While a majority of people see the bright lights of fame that galvanize these pro athletes, the side that many don’t get to see behind the scenes are that of individuals who take part in community functions with joyful hearts, not only because of a team mandate, but also because giving back to your community is something that’s been put in them.

They are the community. That’s why it should not come as no surprise when Paul, Griffin would show up at schools like 122nd Street Elementary School in South Los Angeles and give students goosebumps just by taking the time to show them some basketball tips.

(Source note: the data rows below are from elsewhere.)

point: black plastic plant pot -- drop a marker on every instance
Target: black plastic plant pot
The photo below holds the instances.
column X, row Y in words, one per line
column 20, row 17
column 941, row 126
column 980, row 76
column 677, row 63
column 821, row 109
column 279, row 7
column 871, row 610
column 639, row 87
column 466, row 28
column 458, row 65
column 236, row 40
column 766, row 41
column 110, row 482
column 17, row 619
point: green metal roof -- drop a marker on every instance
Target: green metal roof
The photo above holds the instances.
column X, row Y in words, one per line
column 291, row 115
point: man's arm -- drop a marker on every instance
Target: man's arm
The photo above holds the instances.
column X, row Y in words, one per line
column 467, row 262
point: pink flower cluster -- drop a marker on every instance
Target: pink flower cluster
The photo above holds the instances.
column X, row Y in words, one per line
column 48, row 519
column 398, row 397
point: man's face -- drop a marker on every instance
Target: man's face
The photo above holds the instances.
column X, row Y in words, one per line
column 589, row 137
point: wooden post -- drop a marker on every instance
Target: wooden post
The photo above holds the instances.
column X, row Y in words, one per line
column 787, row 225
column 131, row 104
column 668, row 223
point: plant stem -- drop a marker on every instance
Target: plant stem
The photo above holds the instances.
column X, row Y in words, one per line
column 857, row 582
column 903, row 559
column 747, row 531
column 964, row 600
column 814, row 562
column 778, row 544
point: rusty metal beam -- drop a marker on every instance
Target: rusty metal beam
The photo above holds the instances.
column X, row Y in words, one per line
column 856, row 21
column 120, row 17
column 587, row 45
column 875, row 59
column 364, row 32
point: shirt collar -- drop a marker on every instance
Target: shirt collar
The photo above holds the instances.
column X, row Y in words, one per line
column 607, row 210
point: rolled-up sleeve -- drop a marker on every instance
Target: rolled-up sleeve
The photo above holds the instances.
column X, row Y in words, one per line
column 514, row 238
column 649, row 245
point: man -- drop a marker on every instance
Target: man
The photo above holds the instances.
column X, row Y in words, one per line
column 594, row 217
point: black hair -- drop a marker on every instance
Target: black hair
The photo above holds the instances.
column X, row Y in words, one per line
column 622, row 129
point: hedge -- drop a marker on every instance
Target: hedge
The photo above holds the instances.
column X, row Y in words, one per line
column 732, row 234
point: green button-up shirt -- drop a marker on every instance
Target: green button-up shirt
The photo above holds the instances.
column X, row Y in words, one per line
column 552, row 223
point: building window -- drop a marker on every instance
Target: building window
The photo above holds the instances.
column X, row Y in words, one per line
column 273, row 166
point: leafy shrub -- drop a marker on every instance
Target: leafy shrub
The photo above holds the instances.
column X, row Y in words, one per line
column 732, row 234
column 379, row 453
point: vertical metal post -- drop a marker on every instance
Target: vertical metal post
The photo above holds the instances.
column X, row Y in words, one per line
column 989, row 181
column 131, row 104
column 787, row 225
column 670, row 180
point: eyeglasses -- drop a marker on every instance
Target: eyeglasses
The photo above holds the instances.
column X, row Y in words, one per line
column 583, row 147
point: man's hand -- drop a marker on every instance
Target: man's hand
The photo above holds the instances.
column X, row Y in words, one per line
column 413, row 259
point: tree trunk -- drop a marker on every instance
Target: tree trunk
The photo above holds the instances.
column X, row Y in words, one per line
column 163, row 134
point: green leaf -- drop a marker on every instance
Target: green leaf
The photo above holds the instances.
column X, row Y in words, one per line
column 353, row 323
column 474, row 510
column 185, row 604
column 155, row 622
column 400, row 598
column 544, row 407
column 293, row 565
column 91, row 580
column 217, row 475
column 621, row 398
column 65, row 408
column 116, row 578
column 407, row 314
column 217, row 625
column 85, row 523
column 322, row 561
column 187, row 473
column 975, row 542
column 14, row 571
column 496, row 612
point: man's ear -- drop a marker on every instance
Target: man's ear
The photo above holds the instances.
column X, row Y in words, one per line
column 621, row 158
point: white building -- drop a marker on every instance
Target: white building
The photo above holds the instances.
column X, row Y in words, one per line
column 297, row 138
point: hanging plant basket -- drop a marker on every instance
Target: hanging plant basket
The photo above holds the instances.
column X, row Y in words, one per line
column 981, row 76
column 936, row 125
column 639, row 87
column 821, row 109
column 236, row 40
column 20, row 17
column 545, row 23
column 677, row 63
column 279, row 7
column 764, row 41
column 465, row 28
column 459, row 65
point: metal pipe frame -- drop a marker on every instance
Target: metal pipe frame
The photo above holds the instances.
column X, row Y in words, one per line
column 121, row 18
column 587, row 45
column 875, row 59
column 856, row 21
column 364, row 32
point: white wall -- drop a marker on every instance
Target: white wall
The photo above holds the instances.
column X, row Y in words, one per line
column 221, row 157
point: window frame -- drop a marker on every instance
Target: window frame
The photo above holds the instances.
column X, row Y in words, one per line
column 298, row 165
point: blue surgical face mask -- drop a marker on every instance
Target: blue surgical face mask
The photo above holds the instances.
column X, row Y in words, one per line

Last year, Wesley Johnson was on the Los Angeles Lakers. He switched jerseys and now play forward for the Clippers this season. As a newcomer, Johnson said he likes the community vibe that resonates with the ballclub.

Blake Griffin, Chris Paul and Wesley Johnson and a host of students from 122nd Street Elementary School. Photo by Dennis J. Freeman/

“I love it,” Johnson said. “Just to see how much they give back, how much the fans and everybody embrace it, so for us giving back and for us to give a helping hand and to show the support they give us night in and night out when we have games, it’s the least we can do.”

It should not be unexpected that guard Austin Rivers, DeAndre Jordan, Paul Pierce and Jamal Crawford would make their way out to Salvation Army Siemon Family Youth & Community Center in South Los Angeles to help feed more than 1,200 families.

This is the Clippers’ way.

“It’s great because there are a lot of people in need,” Rivers said. “It’s amazing kind of pulling up to this event with so many families lined up. They’ve been here since 7 a.m. This tells you that there are so many people who need more help. It’s one of those things we know in LA there are a lot of people here and average income is $24,000. That’s before taxes. Then you have people with six or seven kids. How do you do that? It’s vital; it’s not important-vital for us to have stuff like this.”

Rivers sees what he and the Clippers do in the community as essential work.

“Sometimes you have to sit back and understand how people see you,” Rivers said. “And when you do that, first of all, it makes you feel good. It’s more of a responsibility. It’s not about feeling cool or feeling good about yourself. It’s more about understanding your role and responsibility to humanity. That’s how I look at it. There’s a lot of people here that need help. We have enough time where we can come and give people help.”